Kars'ta göçerlerin zorlu dönüşü başladı
Bahar ve yaz aylarını yaklaşık 3 bin rakımlı yaylalarda geçiren göçerler, hava sıcaklıklarının düşmesiyle birlikte kışlakları olan Iğdır'a doğru dönüşe geçti. Binlerce küçükbaş hayvanı ve sürü sahiplerini içeren bu hareket, bölgedeki mevsimsel hayvancılık düzeninin merkezi unsurlarından biridir.

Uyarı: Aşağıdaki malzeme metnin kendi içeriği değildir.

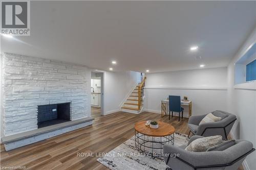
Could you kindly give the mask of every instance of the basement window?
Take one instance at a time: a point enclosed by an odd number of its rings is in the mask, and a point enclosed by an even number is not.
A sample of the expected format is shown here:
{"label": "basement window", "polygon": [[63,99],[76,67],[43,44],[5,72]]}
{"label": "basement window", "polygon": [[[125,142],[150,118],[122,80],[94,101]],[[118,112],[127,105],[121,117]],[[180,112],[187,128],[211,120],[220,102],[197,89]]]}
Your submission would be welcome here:
{"label": "basement window", "polygon": [[256,43],[251,45],[235,63],[234,87],[256,89]]}
{"label": "basement window", "polygon": [[246,65],[246,81],[256,80],[256,60]]}

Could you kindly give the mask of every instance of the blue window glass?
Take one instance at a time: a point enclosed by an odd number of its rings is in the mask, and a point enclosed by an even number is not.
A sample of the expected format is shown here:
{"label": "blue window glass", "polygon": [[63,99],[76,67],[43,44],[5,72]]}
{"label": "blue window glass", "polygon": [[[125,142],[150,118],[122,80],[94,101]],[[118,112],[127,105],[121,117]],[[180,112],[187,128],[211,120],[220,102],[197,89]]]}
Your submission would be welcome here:
{"label": "blue window glass", "polygon": [[246,65],[246,81],[256,80],[256,60]]}

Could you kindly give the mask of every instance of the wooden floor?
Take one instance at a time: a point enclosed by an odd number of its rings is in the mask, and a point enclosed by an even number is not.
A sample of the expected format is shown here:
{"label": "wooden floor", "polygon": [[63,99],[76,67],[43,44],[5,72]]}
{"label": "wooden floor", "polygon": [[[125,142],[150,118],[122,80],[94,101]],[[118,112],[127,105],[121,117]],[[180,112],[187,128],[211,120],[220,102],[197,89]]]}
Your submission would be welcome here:
{"label": "wooden floor", "polygon": [[[25,166],[29,169],[108,169],[96,161],[96,154],[107,153],[134,135],[136,122],[155,119],[171,124],[176,132],[188,134],[188,119],[180,122],[174,117],[144,112],[139,114],[119,112],[106,116],[93,108],[92,126],[29,145],[5,151],[1,145],[1,166]],[[77,157],[77,153],[90,153],[94,157]]]}

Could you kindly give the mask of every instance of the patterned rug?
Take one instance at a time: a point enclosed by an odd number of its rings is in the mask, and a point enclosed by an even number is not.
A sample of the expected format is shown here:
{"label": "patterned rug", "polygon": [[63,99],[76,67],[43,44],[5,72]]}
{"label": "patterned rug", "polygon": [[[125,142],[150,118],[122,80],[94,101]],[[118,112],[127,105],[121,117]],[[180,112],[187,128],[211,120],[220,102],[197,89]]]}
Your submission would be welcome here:
{"label": "patterned rug", "polygon": [[[187,135],[176,133],[174,145],[187,143]],[[165,169],[163,158],[152,157],[135,149],[134,136],[97,160],[111,169]]]}

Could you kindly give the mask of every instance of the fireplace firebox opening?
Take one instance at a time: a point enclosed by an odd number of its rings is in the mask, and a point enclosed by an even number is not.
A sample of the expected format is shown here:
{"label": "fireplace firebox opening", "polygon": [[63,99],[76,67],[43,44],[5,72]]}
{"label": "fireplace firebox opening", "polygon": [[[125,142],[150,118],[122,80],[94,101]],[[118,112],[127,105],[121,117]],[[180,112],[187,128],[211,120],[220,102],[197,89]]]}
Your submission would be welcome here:
{"label": "fireplace firebox opening", "polygon": [[70,121],[70,105],[65,103],[38,106],[38,128]]}

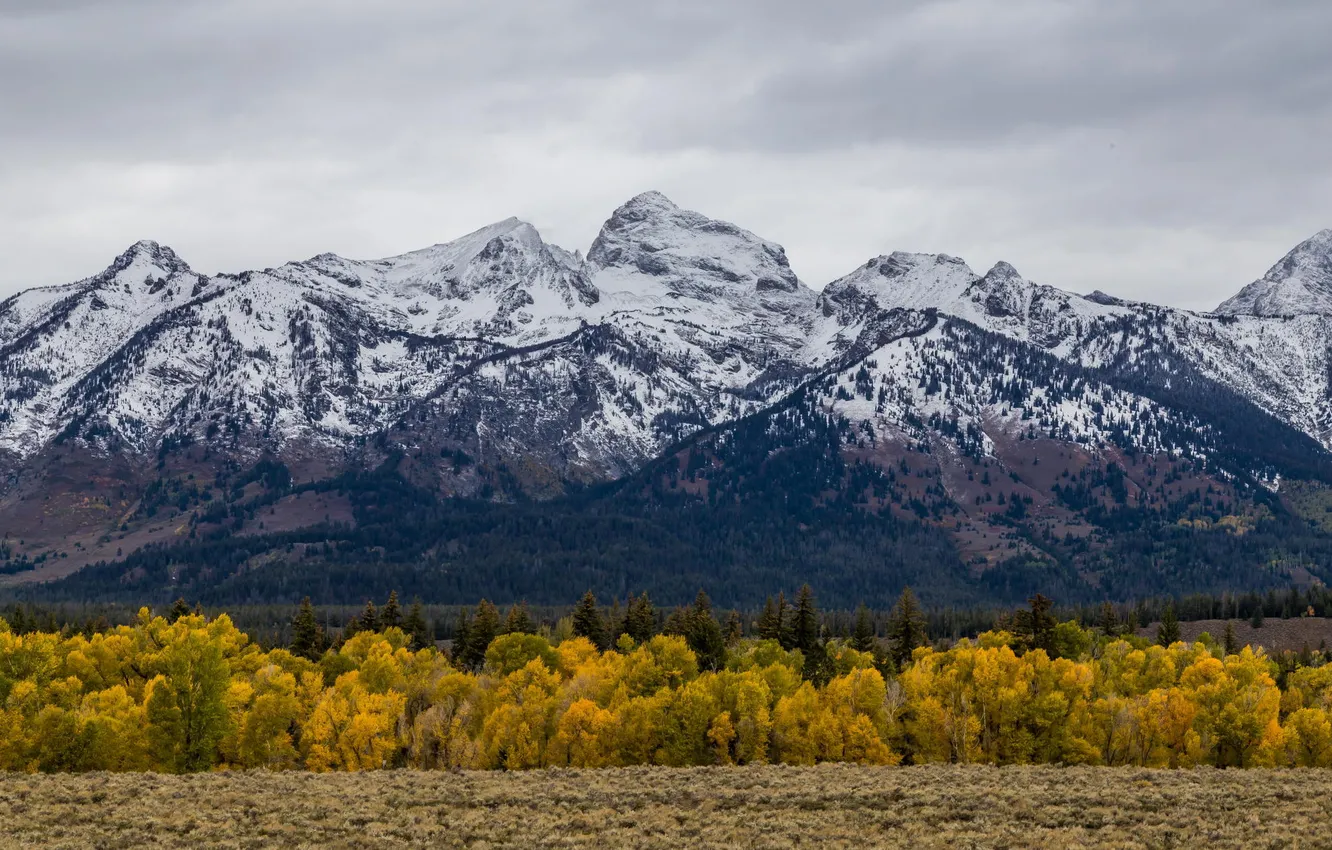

Göçerler, baharda çıktıkları güzergahlardan, özellikle Artvin ve Ardahan arasındaki yüksek kesimlerden Iğdır'a doğru kilometrelerce yol kat ediyor. Kasım ayı ortasında gece sıcaklıklarının eksi derecelere düşmesi ve yüksek kesimlere erken yağan kar, dönüş yolculuğunu ağırlaştırıyor.
Yaklaşık 15-20 gün süren bu dönüş sırasında göçerler, soğukla mücadele etmenin yanı sıra sürülerine uygun otlak bulma ve başta kurtlar olmak üzere yaban hayvanlarının saldırı tehdidine karşı önlem almak zorunda kalıyor. Bu açıdan yanlarındaki çoban köpekleri, hem yönlendirme hem de koruma işleviyle en büyük destek olarak öne çıkıyor.
Sürülerini kışlaklara ulaştırma hedefiyle kilometrelerce yol kat eden göçerlerin yolculuğu, bölgenin kültürel ve doğal yaşamının ayrılmaz bir parçası olarak havadan görüntülendi. Bu görüntüler, göçün hem ekonomik hem de toplumsal boyutlarını gözler önüne seriyor.
Artvin’den Iğdır’a gidiyoruz
Göçebe çoban olduğunu ifade eden Emrah Kıydın, yolculuk ve mevsimsel düzenlemeleri şu sözlerle anlattı:
Biz göçebe çobanız, ilkbaharda Ağrı dağına çıkıyoruz. Farklı farklı şehirlere geçiyoruz. Çünkü Iğdır’da otlağımız olmadığı için ilk başlarda Ağrı ve Van taraflarını gidiyoruz. Yazın hayvanların sağımı oluyor. Sağım sezonu bitirdiğimizde Erzurum, Karlıova, Artvin, Ardahan, Kars ve Erzurum’a geçiyoruz. Her gün bir yerdeyiz.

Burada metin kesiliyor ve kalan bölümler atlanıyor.